Ponad 100 wielkich worków ze środkami chemicznymi składowanych jest na prywatnej działce u zbiegu ulic Scaleniowej i Tomaszowskiej w Piotrkowie Trybunalskim (woj. łódzkie). Oszacowali, że na prywatnej posesji może być przechowywanych kilkaset ton środków chemicznych. Jak informuje reporterka RMF FM Agnieszka Wyderka, mieszkańcy są zaniepokojeni.

We wtorek w czasie rutynowego patrolu policjanci zauważyli, że na ogrodzonej, prywatnej działce trzymane są wielkie torby wypełnione środkami chemicznymi. Mundurowi o odkryciu nielegalnego składowiska powiadomili dyżurnego i wezwali na miejsce strażaków

Policjanci zabezpieczyli to miejsce i wykonali oględziny. Powołany został również biegły, który pobrał próbki substancji znajdującej się w big bagach, aby sprawdzić, czy dochodzi do jakiegokolwiek zagrożenia - przekazała oficer prasowa piotrkowskiej komendy policji Izabela Gajewska.

Dowódca Jednostki Ratowniczo-Gaśniczej w Piotrkowie Trybunalskim Tomasz Wojtakowski poinformował, że jego oddział skupił się na bezpieczeństwie mieszkańców pobliskich domów, a także ocenie możliwego zagrożenia dla środowiska.

Koledzy ubrali się w aparaty ochrony dróg oddechowych i specjalne ubrania. Sprawdzili, czy nie występuje strefa zagrożenia wybuchem. Przy użyciu naszych detektorów nie stwierdzono takiej strefy. Następnie przyjrzeliśmy się tym pojemnikom, czy gdzieś nie są uszkodzone, czy nie ma wycieku do gleby. Również nie stwierdzono takich uszkodzeń - powiedział Wojtakowski.

Policjanci dotarli już do właściciela działki. Teraz będzie ustalane, czy to on odpowiada za składowanie środków chemicznych, czy też ktoś inny je tam dostarczył.

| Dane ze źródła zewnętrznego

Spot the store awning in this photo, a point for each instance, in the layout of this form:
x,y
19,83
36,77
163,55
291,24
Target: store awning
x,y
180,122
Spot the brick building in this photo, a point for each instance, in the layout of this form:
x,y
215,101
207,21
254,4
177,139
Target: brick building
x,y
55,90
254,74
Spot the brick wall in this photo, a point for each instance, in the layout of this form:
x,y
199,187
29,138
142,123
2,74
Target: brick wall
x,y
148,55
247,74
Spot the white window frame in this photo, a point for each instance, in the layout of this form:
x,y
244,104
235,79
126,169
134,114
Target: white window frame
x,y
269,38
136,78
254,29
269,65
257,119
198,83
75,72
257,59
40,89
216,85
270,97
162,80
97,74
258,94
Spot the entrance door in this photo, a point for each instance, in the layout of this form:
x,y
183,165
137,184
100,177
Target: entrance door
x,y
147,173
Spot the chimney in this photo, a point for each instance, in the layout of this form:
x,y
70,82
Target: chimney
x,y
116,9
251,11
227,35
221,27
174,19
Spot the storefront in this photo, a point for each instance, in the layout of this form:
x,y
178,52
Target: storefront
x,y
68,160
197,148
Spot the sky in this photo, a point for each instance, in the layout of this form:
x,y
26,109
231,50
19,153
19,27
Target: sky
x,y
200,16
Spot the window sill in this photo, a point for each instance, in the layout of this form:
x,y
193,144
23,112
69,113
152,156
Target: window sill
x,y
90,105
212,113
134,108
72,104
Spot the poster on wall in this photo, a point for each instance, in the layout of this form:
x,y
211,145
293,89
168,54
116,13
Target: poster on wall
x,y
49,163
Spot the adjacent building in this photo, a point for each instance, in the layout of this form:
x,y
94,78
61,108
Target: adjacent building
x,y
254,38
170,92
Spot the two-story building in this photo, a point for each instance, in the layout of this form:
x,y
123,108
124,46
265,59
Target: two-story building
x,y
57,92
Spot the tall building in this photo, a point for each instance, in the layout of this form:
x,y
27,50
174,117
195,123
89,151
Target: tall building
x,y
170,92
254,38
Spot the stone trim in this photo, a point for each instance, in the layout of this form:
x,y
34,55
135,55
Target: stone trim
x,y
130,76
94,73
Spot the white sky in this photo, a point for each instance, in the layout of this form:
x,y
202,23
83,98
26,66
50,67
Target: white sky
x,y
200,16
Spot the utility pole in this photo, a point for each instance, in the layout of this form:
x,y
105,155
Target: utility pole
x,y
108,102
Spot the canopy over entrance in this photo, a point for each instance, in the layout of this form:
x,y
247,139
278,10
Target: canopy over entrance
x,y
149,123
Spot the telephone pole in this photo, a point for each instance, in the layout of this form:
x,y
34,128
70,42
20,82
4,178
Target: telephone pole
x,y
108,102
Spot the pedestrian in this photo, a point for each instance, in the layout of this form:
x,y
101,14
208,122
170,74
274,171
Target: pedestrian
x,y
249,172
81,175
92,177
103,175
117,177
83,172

Na miejscu byli także prokurator i inspektor ochrony środowiska. Śledztwem zarządza miejscowa prokuratura rejonowa, która na razie nie udziela informacji, tłumacząc, że sprawa jest w początkowej fazie.

Każdego to niepokoi, nie ukrywamy tego. Co dokładnie tam jest, to nie byłam ani nie widziałam, bardziej ze słyszenia - mówi naszej reporterce jedna z mieszkanek Piotrkowa.

Jak nieoficjalnie dowiedziała się reporterka RMF FM Agnieszka Wyderka, torby są wypełnione pojemnikami ze sprayem do dezynfekcji. Ich dokładny skład ma ustalić ekspert we współpracy z Wojewódzkim Inspektoratem Ochrony Środowiska w Łodzi.